Marina stand auf der Kommandobrücke. Ihr Haar flatterte im Wind. Ihr Gesicht war mit starrem Ausdruck auf die Fliehenden gerichtet. Sie wollte kämpfen.

Die »Trueno« hatte alle Segel gesetzt. Aber die Schiffe da vorn schienen leicht wie Papier zu sein. Die »Trueno« konnte keinen Meter aufholen. Erst in der Nacht gelang es ihr, auf Schußweite heranzukommen.

Die Kanonen brüllten. Aber von drüben blieb die Antwort nicht aus.
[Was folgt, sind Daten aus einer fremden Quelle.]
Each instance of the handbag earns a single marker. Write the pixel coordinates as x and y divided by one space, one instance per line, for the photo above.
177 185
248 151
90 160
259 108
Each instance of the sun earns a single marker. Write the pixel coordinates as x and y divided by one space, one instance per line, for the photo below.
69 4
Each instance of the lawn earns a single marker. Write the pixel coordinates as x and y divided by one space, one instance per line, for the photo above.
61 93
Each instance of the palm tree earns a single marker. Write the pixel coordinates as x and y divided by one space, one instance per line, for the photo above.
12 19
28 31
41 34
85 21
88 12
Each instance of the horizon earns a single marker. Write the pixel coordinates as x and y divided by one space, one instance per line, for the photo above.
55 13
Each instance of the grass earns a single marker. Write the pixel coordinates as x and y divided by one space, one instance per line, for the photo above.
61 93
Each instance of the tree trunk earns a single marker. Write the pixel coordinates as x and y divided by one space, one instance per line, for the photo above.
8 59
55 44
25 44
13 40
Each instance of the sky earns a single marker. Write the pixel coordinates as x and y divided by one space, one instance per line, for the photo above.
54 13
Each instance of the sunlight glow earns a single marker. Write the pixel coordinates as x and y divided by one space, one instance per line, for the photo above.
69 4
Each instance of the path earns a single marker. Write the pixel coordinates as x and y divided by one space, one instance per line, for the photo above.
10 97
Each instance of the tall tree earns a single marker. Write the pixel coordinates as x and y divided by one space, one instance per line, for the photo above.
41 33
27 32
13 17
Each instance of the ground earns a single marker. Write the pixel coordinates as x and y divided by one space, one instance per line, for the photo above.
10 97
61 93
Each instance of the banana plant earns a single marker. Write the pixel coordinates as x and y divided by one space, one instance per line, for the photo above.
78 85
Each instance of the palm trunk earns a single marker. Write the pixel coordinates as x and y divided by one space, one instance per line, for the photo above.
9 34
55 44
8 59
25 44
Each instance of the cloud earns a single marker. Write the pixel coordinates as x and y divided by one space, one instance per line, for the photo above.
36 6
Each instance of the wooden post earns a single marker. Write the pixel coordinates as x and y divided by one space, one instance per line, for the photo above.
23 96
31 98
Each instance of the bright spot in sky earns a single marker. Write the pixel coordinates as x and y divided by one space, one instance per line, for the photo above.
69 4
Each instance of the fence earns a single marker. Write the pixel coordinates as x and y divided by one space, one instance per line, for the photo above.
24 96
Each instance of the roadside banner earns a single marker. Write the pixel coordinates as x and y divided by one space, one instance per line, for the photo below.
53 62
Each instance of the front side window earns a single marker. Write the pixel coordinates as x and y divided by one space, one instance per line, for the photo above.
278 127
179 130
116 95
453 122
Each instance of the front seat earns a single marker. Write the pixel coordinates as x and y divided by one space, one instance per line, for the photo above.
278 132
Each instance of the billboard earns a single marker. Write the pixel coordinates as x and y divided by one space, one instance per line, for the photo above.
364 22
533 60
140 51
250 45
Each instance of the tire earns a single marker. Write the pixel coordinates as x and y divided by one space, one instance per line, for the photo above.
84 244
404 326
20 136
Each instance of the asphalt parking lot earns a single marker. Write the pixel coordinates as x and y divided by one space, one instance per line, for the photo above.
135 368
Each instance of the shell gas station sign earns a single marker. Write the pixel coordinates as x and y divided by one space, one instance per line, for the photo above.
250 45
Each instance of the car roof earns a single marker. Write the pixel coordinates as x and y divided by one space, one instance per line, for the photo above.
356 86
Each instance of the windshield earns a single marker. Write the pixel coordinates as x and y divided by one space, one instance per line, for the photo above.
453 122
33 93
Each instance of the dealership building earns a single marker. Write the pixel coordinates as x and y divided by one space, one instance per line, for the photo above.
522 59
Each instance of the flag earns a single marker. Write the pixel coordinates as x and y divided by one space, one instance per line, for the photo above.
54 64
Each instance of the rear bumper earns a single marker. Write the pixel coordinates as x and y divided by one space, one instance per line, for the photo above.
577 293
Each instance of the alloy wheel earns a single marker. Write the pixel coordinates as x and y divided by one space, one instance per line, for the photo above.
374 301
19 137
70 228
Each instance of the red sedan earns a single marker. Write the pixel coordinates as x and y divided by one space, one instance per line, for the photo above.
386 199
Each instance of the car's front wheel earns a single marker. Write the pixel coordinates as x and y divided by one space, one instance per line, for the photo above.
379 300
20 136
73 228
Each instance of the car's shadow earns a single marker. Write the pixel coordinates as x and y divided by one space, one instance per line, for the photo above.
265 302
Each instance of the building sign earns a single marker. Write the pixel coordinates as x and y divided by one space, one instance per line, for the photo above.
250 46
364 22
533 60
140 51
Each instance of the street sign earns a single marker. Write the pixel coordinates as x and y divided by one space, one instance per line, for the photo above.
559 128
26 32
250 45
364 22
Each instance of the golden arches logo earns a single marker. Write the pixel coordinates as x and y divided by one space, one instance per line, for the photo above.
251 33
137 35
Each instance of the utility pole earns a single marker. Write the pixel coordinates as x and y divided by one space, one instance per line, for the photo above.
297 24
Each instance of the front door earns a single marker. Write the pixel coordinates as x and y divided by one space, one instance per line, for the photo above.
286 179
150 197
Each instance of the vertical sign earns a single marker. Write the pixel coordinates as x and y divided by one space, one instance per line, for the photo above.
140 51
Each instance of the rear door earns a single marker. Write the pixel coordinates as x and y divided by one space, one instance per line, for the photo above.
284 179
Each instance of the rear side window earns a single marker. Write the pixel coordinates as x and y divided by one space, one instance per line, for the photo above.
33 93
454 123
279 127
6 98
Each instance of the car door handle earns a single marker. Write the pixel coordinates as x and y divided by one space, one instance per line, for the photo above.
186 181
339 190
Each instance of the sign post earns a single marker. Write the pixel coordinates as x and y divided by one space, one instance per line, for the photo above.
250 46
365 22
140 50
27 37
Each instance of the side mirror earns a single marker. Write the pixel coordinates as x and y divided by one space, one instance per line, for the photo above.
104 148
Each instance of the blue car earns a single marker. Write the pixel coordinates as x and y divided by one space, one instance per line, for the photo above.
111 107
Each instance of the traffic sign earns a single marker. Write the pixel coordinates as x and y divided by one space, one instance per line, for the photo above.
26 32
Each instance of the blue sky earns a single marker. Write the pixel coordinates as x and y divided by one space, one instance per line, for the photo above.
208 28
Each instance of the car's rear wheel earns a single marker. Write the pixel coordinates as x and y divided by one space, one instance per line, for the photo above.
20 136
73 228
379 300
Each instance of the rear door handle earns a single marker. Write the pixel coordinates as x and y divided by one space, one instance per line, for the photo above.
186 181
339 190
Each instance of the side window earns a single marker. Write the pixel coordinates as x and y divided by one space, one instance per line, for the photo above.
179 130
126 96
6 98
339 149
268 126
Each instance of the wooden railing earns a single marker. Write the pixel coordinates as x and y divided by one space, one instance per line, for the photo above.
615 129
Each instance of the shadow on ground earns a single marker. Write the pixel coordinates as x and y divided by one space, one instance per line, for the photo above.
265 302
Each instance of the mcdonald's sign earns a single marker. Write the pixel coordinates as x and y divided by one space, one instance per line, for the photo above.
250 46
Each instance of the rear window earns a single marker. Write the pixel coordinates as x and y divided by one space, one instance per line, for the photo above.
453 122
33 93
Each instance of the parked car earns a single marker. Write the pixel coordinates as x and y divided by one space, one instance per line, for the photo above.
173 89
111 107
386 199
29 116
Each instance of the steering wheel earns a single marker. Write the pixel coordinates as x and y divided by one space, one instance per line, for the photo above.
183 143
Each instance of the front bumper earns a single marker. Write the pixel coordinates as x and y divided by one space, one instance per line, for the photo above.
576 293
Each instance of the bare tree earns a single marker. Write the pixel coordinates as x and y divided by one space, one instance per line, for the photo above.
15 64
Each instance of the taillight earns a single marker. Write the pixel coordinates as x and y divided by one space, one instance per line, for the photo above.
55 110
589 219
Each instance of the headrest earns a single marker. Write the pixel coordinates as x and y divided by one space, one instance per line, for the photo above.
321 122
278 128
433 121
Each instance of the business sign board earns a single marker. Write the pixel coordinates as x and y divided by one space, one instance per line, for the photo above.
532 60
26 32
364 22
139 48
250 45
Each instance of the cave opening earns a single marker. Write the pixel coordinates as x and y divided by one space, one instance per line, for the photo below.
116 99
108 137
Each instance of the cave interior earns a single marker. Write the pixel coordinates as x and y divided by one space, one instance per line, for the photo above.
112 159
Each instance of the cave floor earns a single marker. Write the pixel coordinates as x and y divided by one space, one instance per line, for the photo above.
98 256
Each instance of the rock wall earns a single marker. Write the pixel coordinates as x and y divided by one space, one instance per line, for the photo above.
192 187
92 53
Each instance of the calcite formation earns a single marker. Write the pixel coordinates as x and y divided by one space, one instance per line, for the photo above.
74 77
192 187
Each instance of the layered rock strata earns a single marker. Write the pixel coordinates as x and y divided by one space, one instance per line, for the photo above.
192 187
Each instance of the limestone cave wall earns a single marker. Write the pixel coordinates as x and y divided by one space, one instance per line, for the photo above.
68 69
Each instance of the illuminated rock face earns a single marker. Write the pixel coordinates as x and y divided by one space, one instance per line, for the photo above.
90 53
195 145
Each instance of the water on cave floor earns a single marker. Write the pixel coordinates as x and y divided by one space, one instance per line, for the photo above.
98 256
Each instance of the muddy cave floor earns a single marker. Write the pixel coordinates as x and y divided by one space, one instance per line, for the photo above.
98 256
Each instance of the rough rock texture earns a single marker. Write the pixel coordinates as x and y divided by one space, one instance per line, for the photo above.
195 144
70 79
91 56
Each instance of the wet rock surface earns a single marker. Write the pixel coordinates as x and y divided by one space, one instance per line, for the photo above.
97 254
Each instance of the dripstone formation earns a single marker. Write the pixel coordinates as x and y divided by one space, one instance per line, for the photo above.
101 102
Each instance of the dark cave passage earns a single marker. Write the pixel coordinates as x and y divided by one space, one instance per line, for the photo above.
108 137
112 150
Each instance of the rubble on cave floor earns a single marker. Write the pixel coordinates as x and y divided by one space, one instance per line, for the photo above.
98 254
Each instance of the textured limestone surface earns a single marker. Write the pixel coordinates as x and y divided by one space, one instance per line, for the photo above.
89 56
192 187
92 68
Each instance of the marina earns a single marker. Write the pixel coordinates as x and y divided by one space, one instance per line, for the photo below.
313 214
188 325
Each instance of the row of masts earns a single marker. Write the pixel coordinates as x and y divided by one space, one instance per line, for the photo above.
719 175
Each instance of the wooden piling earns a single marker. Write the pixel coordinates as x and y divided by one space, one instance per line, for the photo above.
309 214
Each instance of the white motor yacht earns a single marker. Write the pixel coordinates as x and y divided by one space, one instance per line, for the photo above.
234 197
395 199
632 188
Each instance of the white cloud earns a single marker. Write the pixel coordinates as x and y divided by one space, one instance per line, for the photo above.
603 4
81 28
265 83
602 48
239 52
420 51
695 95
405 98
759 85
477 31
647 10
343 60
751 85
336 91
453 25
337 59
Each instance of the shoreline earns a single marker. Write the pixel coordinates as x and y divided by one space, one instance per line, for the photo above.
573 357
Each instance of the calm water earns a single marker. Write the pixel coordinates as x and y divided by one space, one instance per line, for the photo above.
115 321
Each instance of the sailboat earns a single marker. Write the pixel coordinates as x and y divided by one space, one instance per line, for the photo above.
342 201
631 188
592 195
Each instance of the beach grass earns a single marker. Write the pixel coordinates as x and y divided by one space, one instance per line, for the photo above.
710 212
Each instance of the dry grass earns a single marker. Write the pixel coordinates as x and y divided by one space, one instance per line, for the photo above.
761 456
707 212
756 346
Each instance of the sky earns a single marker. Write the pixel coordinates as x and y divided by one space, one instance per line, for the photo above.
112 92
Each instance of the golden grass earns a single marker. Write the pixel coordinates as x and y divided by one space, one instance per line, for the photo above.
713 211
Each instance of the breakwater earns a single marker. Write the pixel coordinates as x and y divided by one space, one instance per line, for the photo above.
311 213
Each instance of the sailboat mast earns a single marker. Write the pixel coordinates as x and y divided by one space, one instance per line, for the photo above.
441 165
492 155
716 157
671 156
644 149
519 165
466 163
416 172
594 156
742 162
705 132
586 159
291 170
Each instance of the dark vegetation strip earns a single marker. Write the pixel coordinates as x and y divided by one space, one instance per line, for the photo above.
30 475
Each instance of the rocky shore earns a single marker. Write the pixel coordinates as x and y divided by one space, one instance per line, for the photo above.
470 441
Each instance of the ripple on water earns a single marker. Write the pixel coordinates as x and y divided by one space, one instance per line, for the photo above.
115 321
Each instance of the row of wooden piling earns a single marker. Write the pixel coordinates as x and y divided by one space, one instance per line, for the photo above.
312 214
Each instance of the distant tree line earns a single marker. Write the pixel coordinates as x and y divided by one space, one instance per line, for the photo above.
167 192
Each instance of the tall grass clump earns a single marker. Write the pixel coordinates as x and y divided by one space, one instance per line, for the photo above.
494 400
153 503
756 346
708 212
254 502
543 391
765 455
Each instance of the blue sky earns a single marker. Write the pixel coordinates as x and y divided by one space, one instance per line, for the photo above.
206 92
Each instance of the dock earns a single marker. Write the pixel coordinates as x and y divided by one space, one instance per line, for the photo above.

Es mußten ganz moderne Schiffe sein, denn sie feuerten, ohne sich auf Breitseite zu legen.

Und das schlimmste war, die Reichweite ihrer Rohre war größer. Trotz ihrer Überlegenheit flohen sie weiter. Das stachelte den Zorn und den Ehrgeiz der andalusischen Gräfin an, stimmte aber Senor Virgen nachdenklich. Er tat zwar so, als hole er mit seinen Manövrierbefehlen das Beste aus der »Trueno« heraus, steuerte aber so, daß sich die Distanz vergrößerte. In diesem Augenblick schlugen zwei Kugeln auf dem Deck der »Trueno« ein und rissen einige Segel herunter. Virgen hatte genug.

»Wir schaffen es nicht, Senorita Capitan«, rief er ihr zu. »Wir können nicht schnell genug manövrieren. Unsere Ladung hindert uns.« Marina antwortete nicht.

Die beiden flaggenlosen Schiffe vergrößerten ihren Abstand so weit, daß auch ihre Kanonen die »Trueno« nicht mehr erreichen konnten.

Virgen atmete auf. Und die Mannschaft war nicht böse über die mißglückte Jagd.

Als es tagte, waren von den Gegnern gerade noch die Masten zu sehen. Unerreichbar waren sie jetzt. Nach einer weiteren Stunde verschwanden sie gänzlich am Horizont.

Marina stieg mit schweren Schritten in ihre Kajüte hinunter und brütete stundenlang vor sich hin.

War das Glück von ihr gewichen? Sie holte Wein herbei und begann zu trinken.